10% de l’élevage en train de paître
Le Washington Post est donc allé voir de lui-même ce qu’il en était actuellement. En ce qui concerne le lait, l’un des principaux critères est que les vaches doivent paître quotidiennement à l’extérieur et non être confinées dans des hangars où elles s’engraissent en continu sans mettre le mufle dehors.
Or, quand l’auteur de l’enquête s’est rendu au complexe d’Aurora à trois reprises l’an dernier, les pâturages étaient constamment clairsemés, avec au mieux 10% de l’élevage entier, le reste se trouvant dans les hangars.

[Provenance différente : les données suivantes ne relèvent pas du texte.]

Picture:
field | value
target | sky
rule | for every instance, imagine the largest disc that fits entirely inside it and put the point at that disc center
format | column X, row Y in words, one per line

L’entreprise s’est défendue de toute anomalie et a répondu que ses vaches étaient réparties pour paître jour et nuit, ajoutant que l’USDA permettait différents manières de faire paître les animaux.
Du lait bio équivalent à du conventionnel
Alors le quotidien est allé plus loin en faisant faire des analyses du lait d’Aurora. Le verdict: le lait «bio» du géant laitier a les mêmes caractéristiques que du lait conventionnel. Aurora a jugé ces tests «isolés» et donc non pertinents.
Pour finir, le Washington Post a interrogé les inspecteurs qui contrôlent annuellement l’exploitation. Le problème est que l’USDA, par souci d’économie, permet aux agriculteurs de recruter et payer eux-mêmes leurs inspecteurs pour des visites programmées à l’avance afin de certifier que leur production est bio. C’est le cas d’Aurora.
Une inspection erronée
«Les inspecteurs ont-ils des preuves que les vaches d’Aurora ont satisfait aux exigences de pâturage? Il s’avère qu’ils étaient mal placés pour le savoir», dénonce le quotidien.
En effet, ils ont contrôlé l’exploitation en novembre, bien après la saison de pâturage – du printemps à l’automne. L’USDA confirme que l’inspection doit être menée durant cette saison pour vérifier que toutes les vaches sont bien en train de paître selon les règles en vigueur.
Ce type d’enquête, qui plus est à l’encontre d’une entreprise déjà condamnée, risque ainsi de semer le doute parmi les consommateurs américains qui, en ce qui concerne le lait et bien d’autres produits bio, payent le double du prix de base.